Obamas Führungsteam : Die einen stark, die anderen lieb

Barack Obama will produktive Konkurrenz – aber nicht um den Preis effektiven Regierens.

Christoph von Marschall

Wer ein Führungsteam um sich aufbaut, will beides: Kompetenz und Ideenreichtum, aber auch Harmonie und Loyalität. Beides zusammen ist nur schwer zu haben, die Ziele stehen in einem gewissen Widerspruch. Eine Gruppe dominanter Persönlichkeiten mit unterschiedlichen Lebenswegen und Erfahrungen produziert im Zweifel eine breitere Palette an Lösungsansätzen für drängende Probleme als eine Mannschaft aus Menschen, die einen ähnlichen Hintergrund haben und schon seit geraumer Zeit in festgelegter Hierarchie dem selben Chef zuarbeiten, zum Beispiel in einer Präsidentschaftskampagne. Das heterogene Team mit starken Egos hat jedoch auch ein höheres Konfliktpotenzial.

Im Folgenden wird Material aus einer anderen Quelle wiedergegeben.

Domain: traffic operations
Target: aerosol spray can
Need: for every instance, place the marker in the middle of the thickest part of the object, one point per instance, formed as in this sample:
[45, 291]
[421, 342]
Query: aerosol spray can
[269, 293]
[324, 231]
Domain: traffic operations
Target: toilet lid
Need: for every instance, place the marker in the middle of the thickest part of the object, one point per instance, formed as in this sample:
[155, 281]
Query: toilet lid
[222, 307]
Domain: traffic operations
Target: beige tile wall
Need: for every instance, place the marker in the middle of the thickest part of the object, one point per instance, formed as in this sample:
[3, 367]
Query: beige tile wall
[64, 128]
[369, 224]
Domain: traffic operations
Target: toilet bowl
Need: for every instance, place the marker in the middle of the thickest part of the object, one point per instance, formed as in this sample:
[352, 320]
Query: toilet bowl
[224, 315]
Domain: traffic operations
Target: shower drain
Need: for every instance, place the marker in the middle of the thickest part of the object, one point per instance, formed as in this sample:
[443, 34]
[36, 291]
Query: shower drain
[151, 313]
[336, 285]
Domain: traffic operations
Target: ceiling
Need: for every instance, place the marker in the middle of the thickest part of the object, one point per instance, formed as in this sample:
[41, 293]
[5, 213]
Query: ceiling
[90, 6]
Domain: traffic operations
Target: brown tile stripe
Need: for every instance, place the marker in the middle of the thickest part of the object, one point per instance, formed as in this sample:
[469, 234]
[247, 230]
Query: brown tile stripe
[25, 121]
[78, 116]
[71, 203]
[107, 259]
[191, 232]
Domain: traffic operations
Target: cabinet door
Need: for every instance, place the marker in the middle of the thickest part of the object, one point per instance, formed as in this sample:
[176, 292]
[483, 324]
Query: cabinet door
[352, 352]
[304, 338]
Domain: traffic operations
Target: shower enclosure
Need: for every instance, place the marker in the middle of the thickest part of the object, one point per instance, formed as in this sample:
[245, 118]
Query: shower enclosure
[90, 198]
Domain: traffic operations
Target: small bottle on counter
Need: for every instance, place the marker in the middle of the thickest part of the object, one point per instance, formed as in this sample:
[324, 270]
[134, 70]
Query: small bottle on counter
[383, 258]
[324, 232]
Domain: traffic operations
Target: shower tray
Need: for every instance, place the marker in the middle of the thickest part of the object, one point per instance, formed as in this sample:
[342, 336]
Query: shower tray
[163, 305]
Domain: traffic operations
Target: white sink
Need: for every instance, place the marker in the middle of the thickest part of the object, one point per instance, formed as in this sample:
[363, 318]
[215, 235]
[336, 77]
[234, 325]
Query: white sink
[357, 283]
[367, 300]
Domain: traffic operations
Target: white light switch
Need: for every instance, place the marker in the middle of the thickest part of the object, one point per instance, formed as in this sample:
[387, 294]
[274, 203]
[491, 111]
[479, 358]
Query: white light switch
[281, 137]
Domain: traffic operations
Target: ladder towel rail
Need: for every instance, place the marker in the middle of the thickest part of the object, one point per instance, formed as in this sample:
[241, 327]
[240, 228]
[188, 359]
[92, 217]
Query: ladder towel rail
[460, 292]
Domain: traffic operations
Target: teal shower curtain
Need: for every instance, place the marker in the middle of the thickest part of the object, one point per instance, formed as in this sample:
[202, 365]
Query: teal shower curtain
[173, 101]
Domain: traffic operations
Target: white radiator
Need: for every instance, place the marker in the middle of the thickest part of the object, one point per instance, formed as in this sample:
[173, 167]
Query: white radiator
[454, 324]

Barack Obama hat keine Angst vor starken Charakteren, er ist selber einer. Er hat noch niemanden offiziell nominiert, aber in den Medien nimmt sein Kabinett allmählich Gestalt an, unter Berufung auf Obamas Umgebung. Als Schlagwort für die Geisteshaltung macht seit Tagen „Team of Rivals“ die Runde, in Anlehnung an eine populäre Lincoln-Biographie. Der Präsident, der die USA durch den Bürgerkrieg führte und die Sklaverei abschaffte, ohne eine Spaltung in Nord- und Südstaaten zuzulassen, gehört neben John F. Kennedy zu Obamas Vorbildern.

Der sichtbarste Ausdruck einer Regierung aus Rivalen mit starken Egos – und nicht aus loyalen Wegbegleitern – wäre die Ernennung Hillary Clintons zur Außenministerin. Mit ihr hatte sich Obama einen langen Kampf um die Präsidentschaftskandidatur geliefert.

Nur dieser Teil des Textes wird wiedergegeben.